あなたが何歳なのか、私には興味がありません。
それよりもあなたが危険をかえりみず愛し、夢を見、
人生という冒険を歩んでいるのかが知りたいのです。
どんな星星があなたの月と並んでいるのか、私には興味がありません。
それよりも胸の悲しみの中心に手を触れたのかが知りたいのです。
人生の痛みを乗り越えて立ち上がったのか、それとも、
痛みに堪えかね打ちひしがれてしまったのかを。
私たちふたりの痛みを胸にあなたが過ごせるのかを知りたい。
痛みを隠そうとせず、忘れようとも繕おうともせずに
私たち二人の歓びにあなたが身を任せられるのかを知りたい。
すべて解放してあなたが踊り、指の先からつま先まで、
危険も、現実も忘れ、人間の限界などというものも忘れ、
その喜びで満たされていけるのかを知りたい。
あなたの話して聞かせてくれることが本当なのか、
私には興味がありません。
それよりも人のことを考えず本当の自分になれるのかが
知りたいのです。裏切りの告発を恐れることも、
自分の魂を裏切ることもなく、
あなたが本当に信頼できるような
真心をもてるのか、私は知りたいのです。
毎日楽しいことばかりでなくとも、
あなたがそこに美しさを見出していけるのか
私は知りたい。
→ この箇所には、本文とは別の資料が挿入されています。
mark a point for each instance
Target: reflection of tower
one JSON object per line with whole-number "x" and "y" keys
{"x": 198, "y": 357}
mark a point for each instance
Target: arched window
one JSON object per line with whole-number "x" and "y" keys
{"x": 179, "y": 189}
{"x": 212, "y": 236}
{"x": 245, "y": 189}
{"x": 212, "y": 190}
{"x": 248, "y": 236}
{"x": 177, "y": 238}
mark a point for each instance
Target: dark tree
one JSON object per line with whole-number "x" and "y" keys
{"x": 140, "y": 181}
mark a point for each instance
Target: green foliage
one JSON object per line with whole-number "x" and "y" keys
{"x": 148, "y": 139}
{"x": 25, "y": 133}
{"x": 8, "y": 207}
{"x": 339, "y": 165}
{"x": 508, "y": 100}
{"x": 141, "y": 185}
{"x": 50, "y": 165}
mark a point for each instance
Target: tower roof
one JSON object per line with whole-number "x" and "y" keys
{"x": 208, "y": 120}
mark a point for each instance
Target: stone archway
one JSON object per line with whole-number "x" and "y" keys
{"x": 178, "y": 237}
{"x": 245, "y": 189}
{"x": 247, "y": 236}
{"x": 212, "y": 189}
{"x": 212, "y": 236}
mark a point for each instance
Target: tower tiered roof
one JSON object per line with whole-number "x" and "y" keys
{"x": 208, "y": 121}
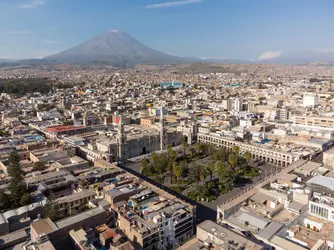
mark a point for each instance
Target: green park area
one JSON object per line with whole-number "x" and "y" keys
{"x": 200, "y": 171}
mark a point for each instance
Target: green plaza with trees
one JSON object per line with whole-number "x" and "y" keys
{"x": 200, "y": 171}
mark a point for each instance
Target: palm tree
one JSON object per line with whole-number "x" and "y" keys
{"x": 144, "y": 164}
{"x": 221, "y": 170}
{"x": 236, "y": 150}
{"x": 232, "y": 159}
{"x": 211, "y": 169}
{"x": 178, "y": 171}
{"x": 197, "y": 148}
{"x": 203, "y": 174}
{"x": 154, "y": 157}
{"x": 184, "y": 145}
{"x": 247, "y": 156}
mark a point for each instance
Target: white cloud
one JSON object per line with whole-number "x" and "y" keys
{"x": 172, "y": 4}
{"x": 18, "y": 32}
{"x": 32, "y": 4}
{"x": 50, "y": 42}
{"x": 270, "y": 54}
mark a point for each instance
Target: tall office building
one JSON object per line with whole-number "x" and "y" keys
{"x": 310, "y": 99}
{"x": 234, "y": 104}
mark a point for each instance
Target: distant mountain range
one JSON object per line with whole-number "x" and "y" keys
{"x": 302, "y": 57}
{"x": 119, "y": 49}
{"x": 113, "y": 47}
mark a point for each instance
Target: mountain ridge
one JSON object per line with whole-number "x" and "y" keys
{"x": 113, "y": 47}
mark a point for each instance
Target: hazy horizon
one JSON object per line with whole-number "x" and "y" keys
{"x": 188, "y": 28}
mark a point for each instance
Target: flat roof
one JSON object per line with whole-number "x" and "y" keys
{"x": 79, "y": 217}
{"x": 323, "y": 181}
{"x": 76, "y": 196}
{"x": 225, "y": 235}
{"x": 44, "y": 226}
{"x": 286, "y": 244}
{"x": 57, "y": 129}
{"x": 16, "y": 236}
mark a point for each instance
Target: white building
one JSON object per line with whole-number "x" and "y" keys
{"x": 234, "y": 104}
{"x": 310, "y": 99}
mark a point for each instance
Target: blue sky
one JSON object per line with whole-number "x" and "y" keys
{"x": 246, "y": 29}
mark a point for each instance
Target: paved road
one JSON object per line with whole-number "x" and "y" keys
{"x": 267, "y": 170}
{"x": 202, "y": 212}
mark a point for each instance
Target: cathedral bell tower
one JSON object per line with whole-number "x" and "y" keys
{"x": 163, "y": 130}
{"x": 120, "y": 139}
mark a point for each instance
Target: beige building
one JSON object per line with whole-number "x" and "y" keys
{"x": 264, "y": 154}
{"x": 316, "y": 121}
{"x": 328, "y": 158}
{"x": 75, "y": 202}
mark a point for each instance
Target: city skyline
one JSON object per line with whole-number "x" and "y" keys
{"x": 196, "y": 28}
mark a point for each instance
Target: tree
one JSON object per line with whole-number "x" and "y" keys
{"x": 144, "y": 165}
{"x": 236, "y": 150}
{"x": 198, "y": 148}
{"x": 178, "y": 171}
{"x": 153, "y": 157}
{"x": 211, "y": 169}
{"x": 203, "y": 174}
{"x": 184, "y": 145}
{"x": 194, "y": 174}
{"x": 191, "y": 153}
{"x": 17, "y": 186}
{"x": 13, "y": 158}
{"x": 4, "y": 200}
{"x": 247, "y": 156}
{"x": 13, "y": 168}
{"x": 171, "y": 153}
{"x": 25, "y": 199}
{"x": 39, "y": 166}
{"x": 232, "y": 159}
{"x": 51, "y": 210}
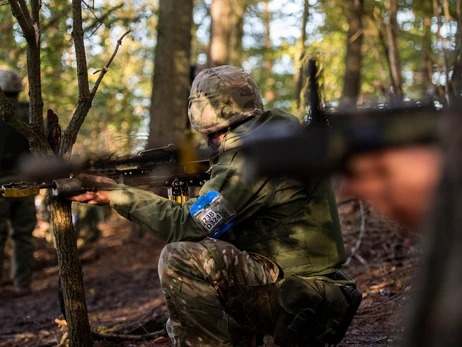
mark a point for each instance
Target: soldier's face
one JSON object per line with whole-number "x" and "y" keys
{"x": 399, "y": 182}
{"x": 214, "y": 140}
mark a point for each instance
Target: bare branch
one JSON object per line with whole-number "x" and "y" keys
{"x": 84, "y": 105}
{"x": 106, "y": 67}
{"x": 21, "y": 13}
{"x": 77, "y": 35}
{"x": 35, "y": 10}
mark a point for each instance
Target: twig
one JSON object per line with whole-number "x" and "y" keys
{"x": 347, "y": 201}
{"x": 120, "y": 337}
{"x": 362, "y": 229}
{"x": 104, "y": 70}
{"x": 374, "y": 315}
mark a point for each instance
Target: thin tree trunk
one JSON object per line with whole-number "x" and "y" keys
{"x": 299, "y": 61}
{"x": 427, "y": 72}
{"x": 171, "y": 72}
{"x": 70, "y": 273}
{"x": 238, "y": 8}
{"x": 383, "y": 85}
{"x": 436, "y": 14}
{"x": 220, "y": 11}
{"x": 392, "y": 39}
{"x": 352, "y": 80}
{"x": 436, "y": 316}
{"x": 456, "y": 81}
{"x": 269, "y": 92}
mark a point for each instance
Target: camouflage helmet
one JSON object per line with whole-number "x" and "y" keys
{"x": 10, "y": 81}
{"x": 222, "y": 96}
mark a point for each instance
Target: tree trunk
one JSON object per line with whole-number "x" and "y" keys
{"x": 220, "y": 11}
{"x": 238, "y": 8}
{"x": 70, "y": 273}
{"x": 427, "y": 72}
{"x": 299, "y": 62}
{"x": 269, "y": 92}
{"x": 436, "y": 317}
{"x": 170, "y": 90}
{"x": 393, "y": 52}
{"x": 436, "y": 14}
{"x": 352, "y": 80}
{"x": 456, "y": 80}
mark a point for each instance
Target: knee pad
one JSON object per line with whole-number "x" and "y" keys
{"x": 314, "y": 310}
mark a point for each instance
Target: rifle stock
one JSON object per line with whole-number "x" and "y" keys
{"x": 158, "y": 167}
{"x": 276, "y": 151}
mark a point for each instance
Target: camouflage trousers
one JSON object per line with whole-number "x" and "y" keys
{"x": 20, "y": 212}
{"x": 210, "y": 285}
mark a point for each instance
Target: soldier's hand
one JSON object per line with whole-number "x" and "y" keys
{"x": 399, "y": 182}
{"x": 98, "y": 197}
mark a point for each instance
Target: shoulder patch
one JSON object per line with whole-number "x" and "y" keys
{"x": 213, "y": 213}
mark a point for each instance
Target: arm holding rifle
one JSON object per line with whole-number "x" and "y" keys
{"x": 388, "y": 156}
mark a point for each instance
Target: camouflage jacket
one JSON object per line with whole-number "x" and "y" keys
{"x": 294, "y": 224}
{"x": 12, "y": 143}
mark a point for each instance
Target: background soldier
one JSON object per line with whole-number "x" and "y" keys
{"x": 17, "y": 213}
{"x": 265, "y": 255}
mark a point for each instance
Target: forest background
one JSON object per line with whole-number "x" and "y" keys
{"x": 370, "y": 51}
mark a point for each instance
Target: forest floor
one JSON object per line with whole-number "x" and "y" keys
{"x": 123, "y": 291}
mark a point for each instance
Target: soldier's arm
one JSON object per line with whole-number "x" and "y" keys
{"x": 171, "y": 221}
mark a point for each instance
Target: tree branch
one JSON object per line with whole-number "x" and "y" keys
{"x": 21, "y": 13}
{"x": 83, "y": 106}
{"x": 104, "y": 70}
{"x": 77, "y": 35}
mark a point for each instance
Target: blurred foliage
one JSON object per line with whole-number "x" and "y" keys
{"x": 118, "y": 120}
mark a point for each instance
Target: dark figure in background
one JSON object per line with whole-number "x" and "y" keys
{"x": 243, "y": 257}
{"x": 17, "y": 214}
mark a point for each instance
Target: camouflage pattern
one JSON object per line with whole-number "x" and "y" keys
{"x": 221, "y": 97}
{"x": 289, "y": 223}
{"x": 202, "y": 280}
{"x": 10, "y": 81}
{"x": 19, "y": 213}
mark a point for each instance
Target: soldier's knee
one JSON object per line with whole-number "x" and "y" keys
{"x": 168, "y": 255}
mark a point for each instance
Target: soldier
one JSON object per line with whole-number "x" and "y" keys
{"x": 264, "y": 255}
{"x": 19, "y": 212}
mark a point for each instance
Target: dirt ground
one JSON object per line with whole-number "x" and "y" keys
{"x": 122, "y": 285}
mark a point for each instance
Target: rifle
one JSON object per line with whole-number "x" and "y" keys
{"x": 157, "y": 167}
{"x": 275, "y": 150}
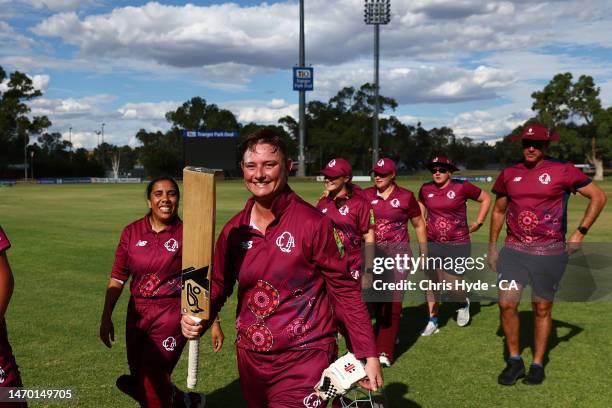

そして、人生そのものから、
力を得ていけるのかどうかを。
失敗をその手に抱えあなたが生きていけるのか、私は知りたい。
湖のほとりに立ちすくみ、空に浮かんだ銀色の月に
「生きていける」と叫べるのかを。
あなたがどこに住んでいようと、私には興味がありません。
あなたがいくらもっているかにも。それよりも、
悲しみと落胆の夜を越え、骨の髄まで打ちひしがれても
子どものために立ち上がってくれるのか、
私は知りたいのです。
あなたが誰なのか、私には興味がありません。
あなたがどうやってここまで来たかにも。
それよりもこの炎の中心に私と一緒に
ひるまず立っていてくれるのか、
私は知りたいのです。
あなたがどこで、なにを、
誰と勉強したのか、私には興味がありません。それよりも、
なにもかもに突き放されたとき、なにがあなたを内から導いたのか、
私は知りたいのです。
あなたがひとりきりで時間を過ごしながら
空虚な時間のなかにいるもうひとりのあなたを
きちんと愛していけるのか、私は知りたいのです。